Por Chiara Lombardi — À Mostra di Venezia, na seção Orizzonti da edição 83, o diretor Edoardo Gabbriellini apresenta La città dei vivi, adaptação do romance homônimo de Nicola Lagioia. O filme reconstrói os episódios que culminaram no assassinato de Luca Varani, ocorrido na noite entre 4 e 5 de março de 2016, em Roma. Mas a escolha estética e ética do cineasta não é a do choque explícito: trata-se antes de um olhar que tenta recuperar a vida antes de a manchete inventar a vítima.
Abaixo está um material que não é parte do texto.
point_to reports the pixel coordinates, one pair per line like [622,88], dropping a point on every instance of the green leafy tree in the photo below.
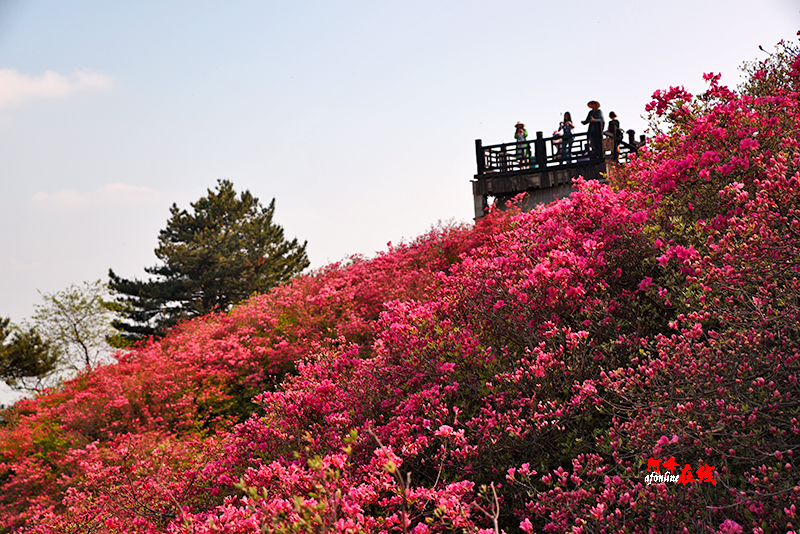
[76,322]
[26,360]
[224,250]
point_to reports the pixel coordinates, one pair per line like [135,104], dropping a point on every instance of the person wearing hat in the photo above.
[523,147]
[596,122]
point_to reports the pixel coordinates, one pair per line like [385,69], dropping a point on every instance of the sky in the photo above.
[358,117]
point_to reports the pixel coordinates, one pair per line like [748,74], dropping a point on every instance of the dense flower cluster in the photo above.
[515,376]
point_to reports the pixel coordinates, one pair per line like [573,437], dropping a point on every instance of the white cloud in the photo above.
[109,195]
[17,87]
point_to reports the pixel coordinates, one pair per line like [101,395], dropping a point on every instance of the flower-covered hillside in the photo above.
[198,381]
[622,360]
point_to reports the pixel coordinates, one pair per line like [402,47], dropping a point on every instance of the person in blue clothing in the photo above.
[565,130]
[523,147]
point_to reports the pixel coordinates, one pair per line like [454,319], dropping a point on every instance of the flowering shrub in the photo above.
[529,374]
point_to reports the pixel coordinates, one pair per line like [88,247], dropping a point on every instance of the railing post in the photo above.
[540,151]
[480,157]
[596,152]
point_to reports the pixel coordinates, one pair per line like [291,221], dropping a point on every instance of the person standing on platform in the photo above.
[565,129]
[596,122]
[523,147]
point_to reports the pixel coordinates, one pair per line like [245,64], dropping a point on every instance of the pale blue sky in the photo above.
[359,117]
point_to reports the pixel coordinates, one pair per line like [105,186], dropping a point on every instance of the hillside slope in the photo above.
[529,374]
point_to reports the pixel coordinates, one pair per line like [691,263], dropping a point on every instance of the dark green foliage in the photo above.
[222,252]
[25,359]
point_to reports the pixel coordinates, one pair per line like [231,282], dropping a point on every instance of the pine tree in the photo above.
[222,252]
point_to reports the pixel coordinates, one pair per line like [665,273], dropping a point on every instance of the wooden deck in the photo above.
[542,167]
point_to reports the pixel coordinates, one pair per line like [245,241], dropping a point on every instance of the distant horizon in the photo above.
[358,118]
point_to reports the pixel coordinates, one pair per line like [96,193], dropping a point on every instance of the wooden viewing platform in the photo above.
[541,169]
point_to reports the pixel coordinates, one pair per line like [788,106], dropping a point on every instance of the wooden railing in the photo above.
[542,153]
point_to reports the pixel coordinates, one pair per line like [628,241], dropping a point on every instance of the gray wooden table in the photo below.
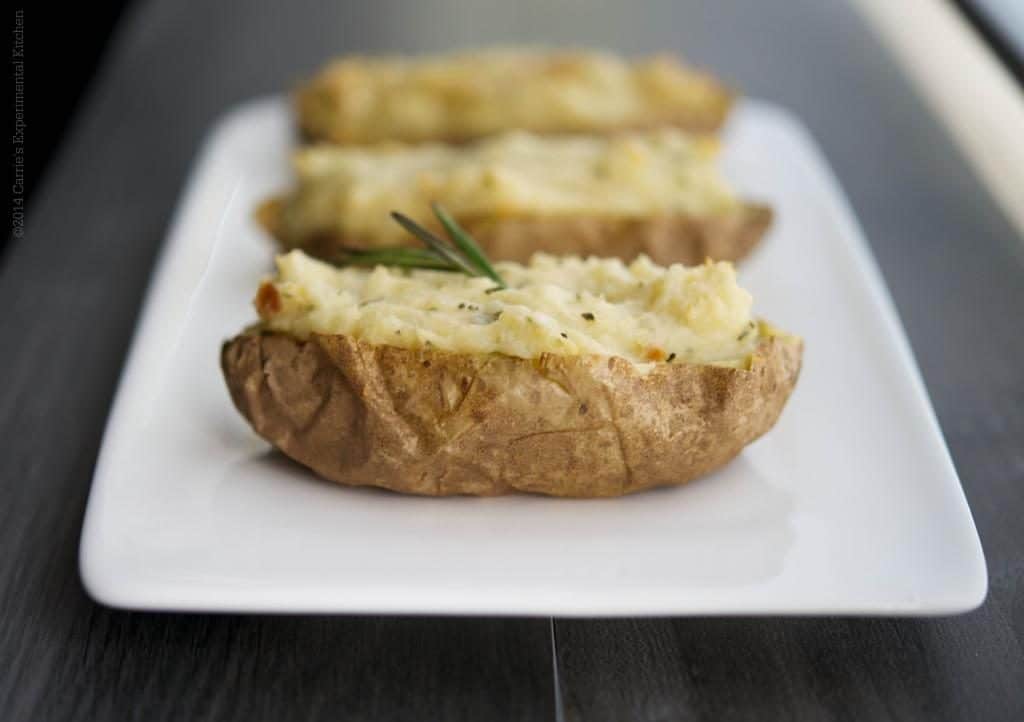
[70,293]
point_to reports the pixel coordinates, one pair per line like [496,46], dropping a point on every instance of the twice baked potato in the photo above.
[582,378]
[462,96]
[657,193]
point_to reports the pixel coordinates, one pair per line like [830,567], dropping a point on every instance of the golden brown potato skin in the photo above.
[667,240]
[437,423]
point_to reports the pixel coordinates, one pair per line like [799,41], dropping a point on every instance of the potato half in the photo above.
[659,194]
[466,95]
[431,421]
[440,423]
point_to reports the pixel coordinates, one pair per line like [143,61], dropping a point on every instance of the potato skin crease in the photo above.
[666,240]
[438,423]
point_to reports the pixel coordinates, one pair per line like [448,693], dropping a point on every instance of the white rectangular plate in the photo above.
[850,505]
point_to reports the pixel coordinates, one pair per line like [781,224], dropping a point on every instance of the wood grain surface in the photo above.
[70,293]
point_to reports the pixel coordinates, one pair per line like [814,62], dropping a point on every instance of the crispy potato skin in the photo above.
[437,423]
[667,240]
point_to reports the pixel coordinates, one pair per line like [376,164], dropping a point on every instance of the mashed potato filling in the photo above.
[349,192]
[641,311]
[474,93]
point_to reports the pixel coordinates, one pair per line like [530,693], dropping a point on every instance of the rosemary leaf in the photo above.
[395,256]
[466,244]
[435,244]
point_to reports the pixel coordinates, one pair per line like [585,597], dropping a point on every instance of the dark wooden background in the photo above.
[70,294]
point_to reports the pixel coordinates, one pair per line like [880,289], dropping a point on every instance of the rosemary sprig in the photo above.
[466,244]
[461,254]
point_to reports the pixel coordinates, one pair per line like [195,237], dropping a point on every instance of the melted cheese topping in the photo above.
[349,192]
[465,95]
[641,311]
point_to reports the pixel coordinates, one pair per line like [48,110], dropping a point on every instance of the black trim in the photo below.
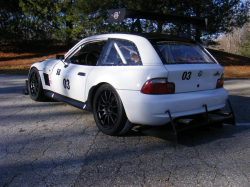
[46,79]
[72,102]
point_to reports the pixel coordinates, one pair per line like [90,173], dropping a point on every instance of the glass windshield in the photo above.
[182,53]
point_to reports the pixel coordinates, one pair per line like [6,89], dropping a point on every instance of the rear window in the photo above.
[182,53]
“Não sei se ela vai querer ver o filme”, diz Gabbriellini ao Espresso Italia, referindo-se à mãe de Varani. “Nós convidamos, propusemos — não aqui na Mostra, mas em um contexto mais apropriado. Veremos.” Essa hesitação traduz o fio moral que atravessa o projeto: como representar o sofrimento real sem transformá-lo em espetáculo?
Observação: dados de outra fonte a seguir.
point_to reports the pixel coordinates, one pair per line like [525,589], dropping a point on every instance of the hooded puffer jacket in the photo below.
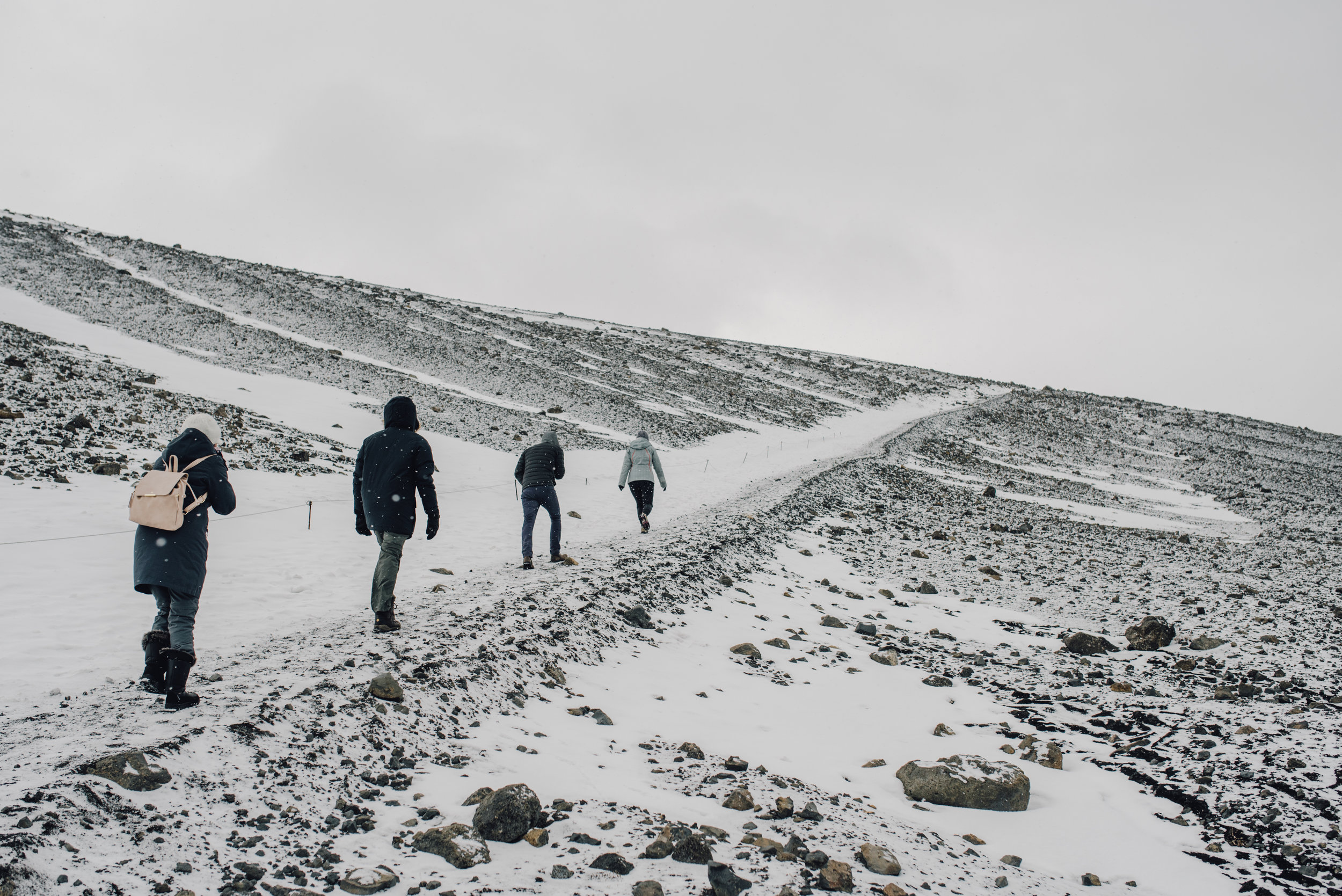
[640,462]
[543,463]
[391,466]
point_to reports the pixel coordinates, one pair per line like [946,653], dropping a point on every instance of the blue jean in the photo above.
[533,499]
[176,616]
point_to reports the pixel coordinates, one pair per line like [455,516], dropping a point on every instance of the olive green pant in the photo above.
[387,569]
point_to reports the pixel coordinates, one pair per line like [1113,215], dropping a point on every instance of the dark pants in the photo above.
[642,493]
[388,568]
[176,616]
[533,499]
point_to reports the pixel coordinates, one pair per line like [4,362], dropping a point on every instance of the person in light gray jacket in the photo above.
[640,462]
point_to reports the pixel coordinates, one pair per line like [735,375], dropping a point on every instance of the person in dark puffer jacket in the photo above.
[538,469]
[171,565]
[392,464]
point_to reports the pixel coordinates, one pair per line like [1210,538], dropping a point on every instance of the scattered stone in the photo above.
[508,813]
[693,851]
[1088,644]
[614,863]
[361,882]
[879,860]
[461,846]
[478,796]
[725,882]
[1152,633]
[969,782]
[129,770]
[739,800]
[836,876]
[638,617]
[748,650]
[384,687]
[1204,643]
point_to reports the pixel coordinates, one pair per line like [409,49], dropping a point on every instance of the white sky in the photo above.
[1139,199]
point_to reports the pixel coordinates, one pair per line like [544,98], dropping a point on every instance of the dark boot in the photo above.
[179,667]
[156,665]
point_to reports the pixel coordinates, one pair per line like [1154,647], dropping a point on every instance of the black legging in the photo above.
[642,493]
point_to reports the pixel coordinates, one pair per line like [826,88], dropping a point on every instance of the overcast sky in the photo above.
[1137,199]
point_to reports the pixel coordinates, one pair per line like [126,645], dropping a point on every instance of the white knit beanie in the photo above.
[206,424]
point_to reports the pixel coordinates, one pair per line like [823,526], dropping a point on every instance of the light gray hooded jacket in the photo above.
[640,461]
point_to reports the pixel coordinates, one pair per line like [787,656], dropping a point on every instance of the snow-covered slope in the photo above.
[800,489]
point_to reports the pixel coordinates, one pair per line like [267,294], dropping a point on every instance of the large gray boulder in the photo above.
[1152,633]
[508,813]
[969,782]
[461,846]
[129,770]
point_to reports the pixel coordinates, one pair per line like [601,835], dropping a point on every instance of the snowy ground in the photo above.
[1184,770]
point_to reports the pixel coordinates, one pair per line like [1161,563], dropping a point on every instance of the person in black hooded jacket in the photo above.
[171,564]
[392,464]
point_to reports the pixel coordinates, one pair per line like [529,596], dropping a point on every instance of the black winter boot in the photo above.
[156,665]
[179,667]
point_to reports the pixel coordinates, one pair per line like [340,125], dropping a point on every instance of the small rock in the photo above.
[478,796]
[129,770]
[638,617]
[1204,643]
[614,863]
[739,800]
[368,880]
[1152,633]
[748,650]
[1086,644]
[508,813]
[725,882]
[693,851]
[836,876]
[879,860]
[969,782]
[384,687]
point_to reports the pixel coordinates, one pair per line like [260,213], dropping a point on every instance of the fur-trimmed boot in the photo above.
[179,667]
[156,665]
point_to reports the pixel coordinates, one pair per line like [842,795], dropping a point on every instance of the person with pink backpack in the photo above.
[172,506]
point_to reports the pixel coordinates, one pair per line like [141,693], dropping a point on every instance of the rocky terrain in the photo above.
[1080,589]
O filme, como ressalta o próprio diretor, não coloca o ato de violência no centro. É, sobretudo, um retrato de formação, a história de um percurso interrompido por uma tragédia. Em tempos saturados pelo true crime, a opção por preservar a ausência da violência física é, sobretudo, uma aposta ética e narrativa — quase um reframing da realidade que nos obriga a olhar o antes, o contexto e as pequenas fissuras que antecedem o colapso.
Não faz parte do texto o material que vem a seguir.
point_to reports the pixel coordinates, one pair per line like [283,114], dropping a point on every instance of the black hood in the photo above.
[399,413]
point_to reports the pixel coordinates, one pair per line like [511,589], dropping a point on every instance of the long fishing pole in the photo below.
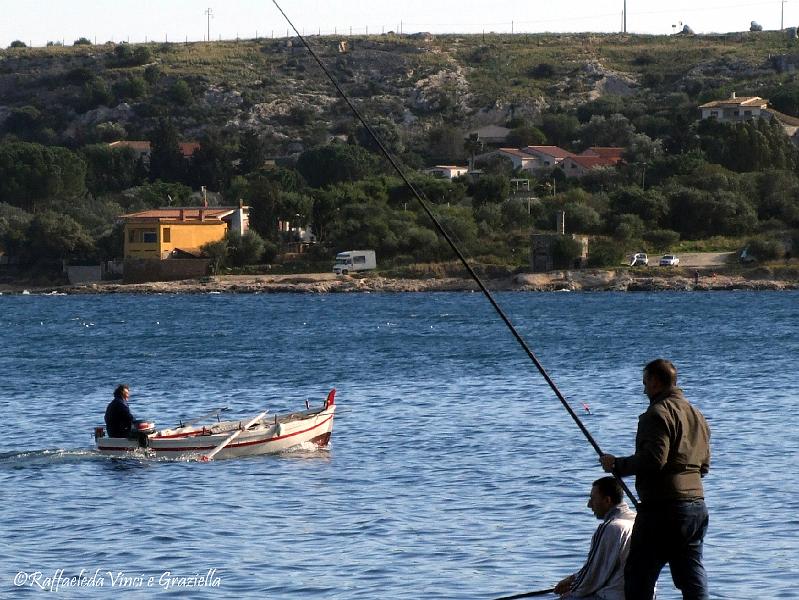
[458,253]
[527,594]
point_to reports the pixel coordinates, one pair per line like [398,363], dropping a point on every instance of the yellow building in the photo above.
[180,232]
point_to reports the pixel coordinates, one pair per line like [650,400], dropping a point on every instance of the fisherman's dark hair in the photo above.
[663,370]
[609,486]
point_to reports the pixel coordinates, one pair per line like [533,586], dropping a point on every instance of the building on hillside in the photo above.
[446,171]
[490,134]
[165,233]
[546,156]
[579,165]
[143,148]
[734,109]
[737,110]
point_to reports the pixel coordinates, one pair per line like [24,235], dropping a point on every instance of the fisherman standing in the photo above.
[672,454]
[118,419]
[602,575]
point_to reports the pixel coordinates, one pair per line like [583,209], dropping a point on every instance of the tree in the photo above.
[252,152]
[52,236]
[490,188]
[662,240]
[181,93]
[95,93]
[628,228]
[444,145]
[650,205]
[560,128]
[211,164]
[614,130]
[605,253]
[166,160]
[129,88]
[111,169]
[336,163]
[244,249]
[565,250]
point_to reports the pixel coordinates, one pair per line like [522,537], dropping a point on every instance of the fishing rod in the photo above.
[528,594]
[486,292]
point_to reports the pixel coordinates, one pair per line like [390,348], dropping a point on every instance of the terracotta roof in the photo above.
[589,162]
[140,146]
[516,152]
[553,151]
[603,151]
[174,214]
[756,101]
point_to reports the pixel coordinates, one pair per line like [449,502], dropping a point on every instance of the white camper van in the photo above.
[354,260]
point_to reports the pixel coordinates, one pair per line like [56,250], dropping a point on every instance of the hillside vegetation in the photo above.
[251,100]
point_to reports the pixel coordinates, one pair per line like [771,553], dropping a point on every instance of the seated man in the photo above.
[118,419]
[602,575]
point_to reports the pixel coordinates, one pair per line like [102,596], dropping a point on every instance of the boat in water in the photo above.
[263,434]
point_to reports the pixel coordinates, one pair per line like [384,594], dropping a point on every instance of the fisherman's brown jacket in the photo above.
[672,450]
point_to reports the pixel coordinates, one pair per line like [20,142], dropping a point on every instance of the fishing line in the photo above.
[528,594]
[458,253]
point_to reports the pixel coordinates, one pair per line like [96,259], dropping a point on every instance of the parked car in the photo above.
[669,260]
[746,257]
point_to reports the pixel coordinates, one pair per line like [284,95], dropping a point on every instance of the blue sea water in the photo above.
[453,471]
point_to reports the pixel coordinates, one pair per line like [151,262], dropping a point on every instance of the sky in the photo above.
[36,22]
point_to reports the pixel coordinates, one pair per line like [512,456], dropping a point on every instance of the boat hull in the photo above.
[268,436]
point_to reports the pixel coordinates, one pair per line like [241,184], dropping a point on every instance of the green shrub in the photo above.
[605,253]
[662,239]
[763,249]
[564,252]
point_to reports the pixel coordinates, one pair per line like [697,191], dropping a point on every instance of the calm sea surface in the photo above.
[453,471]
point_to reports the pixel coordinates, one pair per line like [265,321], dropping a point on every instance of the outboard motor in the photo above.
[142,429]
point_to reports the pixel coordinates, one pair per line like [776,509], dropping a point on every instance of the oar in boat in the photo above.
[212,413]
[528,594]
[231,437]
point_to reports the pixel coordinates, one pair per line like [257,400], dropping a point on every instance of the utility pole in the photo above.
[209,12]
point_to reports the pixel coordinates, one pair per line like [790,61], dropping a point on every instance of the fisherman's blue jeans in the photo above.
[667,533]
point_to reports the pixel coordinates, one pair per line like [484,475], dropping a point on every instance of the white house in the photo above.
[735,109]
[546,156]
[446,171]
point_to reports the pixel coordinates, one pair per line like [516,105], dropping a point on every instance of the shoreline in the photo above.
[587,280]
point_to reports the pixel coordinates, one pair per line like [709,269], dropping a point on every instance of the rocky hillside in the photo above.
[83,94]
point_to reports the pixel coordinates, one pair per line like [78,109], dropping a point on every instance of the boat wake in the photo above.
[10,460]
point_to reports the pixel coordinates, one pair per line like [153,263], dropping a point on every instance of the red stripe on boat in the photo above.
[242,444]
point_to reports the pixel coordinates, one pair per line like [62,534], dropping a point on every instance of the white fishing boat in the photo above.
[263,434]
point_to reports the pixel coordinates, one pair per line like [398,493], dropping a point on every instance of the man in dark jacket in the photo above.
[672,454]
[118,419]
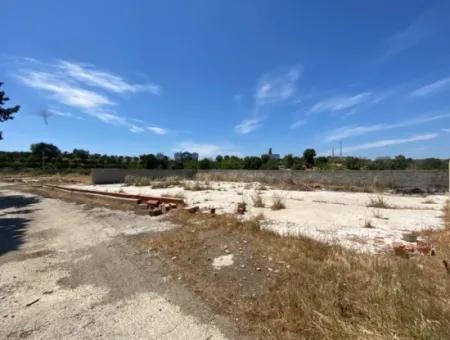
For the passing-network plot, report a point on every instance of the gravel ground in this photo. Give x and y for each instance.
(328, 216)
(68, 271)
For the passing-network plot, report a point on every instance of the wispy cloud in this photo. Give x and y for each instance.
(271, 88)
(205, 149)
(298, 123)
(248, 125)
(63, 114)
(66, 83)
(64, 92)
(158, 130)
(431, 88)
(103, 79)
(339, 103)
(389, 142)
(424, 26)
(352, 131)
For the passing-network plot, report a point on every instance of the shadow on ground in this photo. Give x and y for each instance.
(12, 229)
Nos papéis dos pais de Luca Varani estão Valerio Mastandrea e Simona Senzacqua. Mastandrea comenta que, como pai, é difícil não se perguntar sobre essa história: quando o crime aconteceu, ele era pai há pouco tempo. O ator aponta que o cinema permite uma via de acesso à autenticidade do luto e das relações, tornando possíveis sensações que, de outra forma, seriam impensáveis.
A encarnação do protagonista ficou a cargo do jovem Emanuele Maria Di Stefano, que tinha 14 anos na época dos fatos. Di Stefano conta que escolheu não perseguir uma biografia fetichista do jovem Varani; reconhece, sim, a imensa responsabilidade de vestir um personagem tão sensível. “Provavelmente quem viveu essa vicissitude sentirá novamente uma dor enorme ao ver o filme. Tenho consciência disso e aceito a responsabilidade desse desconforto”, afirma o ator.
O trabalho de Gabbriellini pode ser lido como um espelho do nosso tempo: em vez de alimentar a curiosidade mórbida, o filme busca devolver rostos, contextos e uma compreensão humana. É uma narrativa que se recusa a transformar tragédia em entretenimento puro, optando por decifrar o roteiro oculto da sociedade que torna certas fatalidades possíveis. Em suma, La città dei vivi não quer apenas contar um crime; quer mostrar o tecido social — frágil e ambíguo — que o precede.
Resta a pergunta ética que perpassa a estreia em Veneza: até que ponto a arte tem o dever de acolher as feridas reais e quando corre o risco de reabri-las? A resposta de Gabbriellini, por ora, vem em forma de convite ponderado e de um filme que prefere a introspecção ao espetáculo.